With these works, the artist invites us to take a unique journey in search of his own self, his philosophical, artistic and humanist DNA.

The study on the technical procedures and working methods of the artist confirms that the execution of this set of paintings was fast. In over a year, Dalí painted about 25 works inspired by Michelangelo’s themes, plus 13 others by Velázquez. Antoni Pitxot’s, former director of the Dalí Theatre-Museum, opinion is very accurate, when he describes this particular moment of Dalí in terms of his vitality and creativity: "it’s pure expression, pure communication."

The Divine Comedy 

The Divine Comedy suite consists of 100 color wood engravings created between 1960 and 1964 after 100 watercolors painted by Salvador Dali between 1951 and 1960. More than 3,000 blocks were necessary to complete the engraving process.

In the early 1950’s Salvador Dali was invited by the Italian government to commemorate the birth of Dante, Italy’s most famous poet, by producing a series of illustrations for a full-text, deluxe edition of Dante’s masterpiece, the Divine Comedy. Ultimately, the illustrations were not well received by the Italians, as it was deemed inappropriate for a Spanish painter (rather than an Italian painter) to have illustrated the work of Italy’s greatest poet.
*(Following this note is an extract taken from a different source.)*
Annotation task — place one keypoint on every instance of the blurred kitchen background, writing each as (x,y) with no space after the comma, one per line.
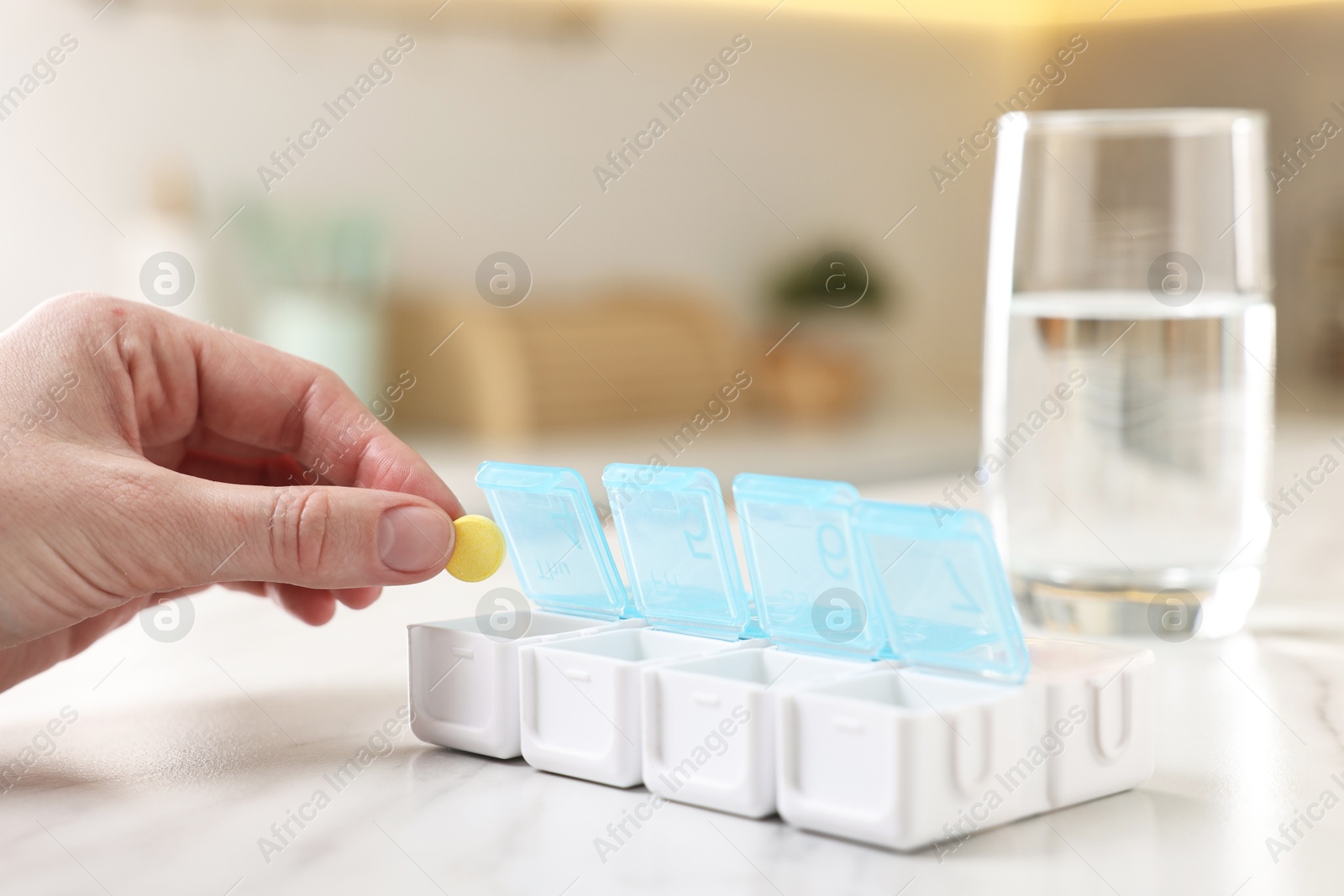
(705,266)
Even though the project was dropped in Italy, Dali and French publisher Joseph Foret continued to pursue publication of the Divine Comedy. Mr. Foret acted as broker between Salvador Dali and Les Heures Claires, a French editing and publishing house that ultimately took full charge of the project.

The Engraving Process

Working in conjunction with Salvador Dali, Raymond Jacquet, with his assistant Jean Taricco, created the blocks necessary for the engraving process. While frequently referred to as “wood” blocks, they were actually a resin-based matrix.

Salvador Dali directly supervised the production of the works and gave final approval for each of the finished engravings.

Once the project was complete, all of the blocks were destroyed. The engraving process required the block be cut, a single color applied, then printed to the substrate (e.g. paper, silk, etc.). The block was then cleaned and cut away for the next color.

As the engravings were made, the image was progressively “printed,” and the block was progressively destroyed. The process required great skill and resulted in works of spectacular beauty which cannot be reproduced in a manner that is not detectable as a reproduction, even to the casual observer.

The Autobiography of Benvenuto Cellini

More images
In 1945, Dalí was commissioned by publishing house Doubleday & Company to illustrate a new English edition of The Autobiography of Benvenuto Cellini. The technique of these illustrations is watercolour and ink on paper. The artist shows great admiration for Cellini and his skill in many artistic fields. Cellini, who was a sculptor, goldsmith and writer embodies the multidisciplinary artist whom Dalí aspired.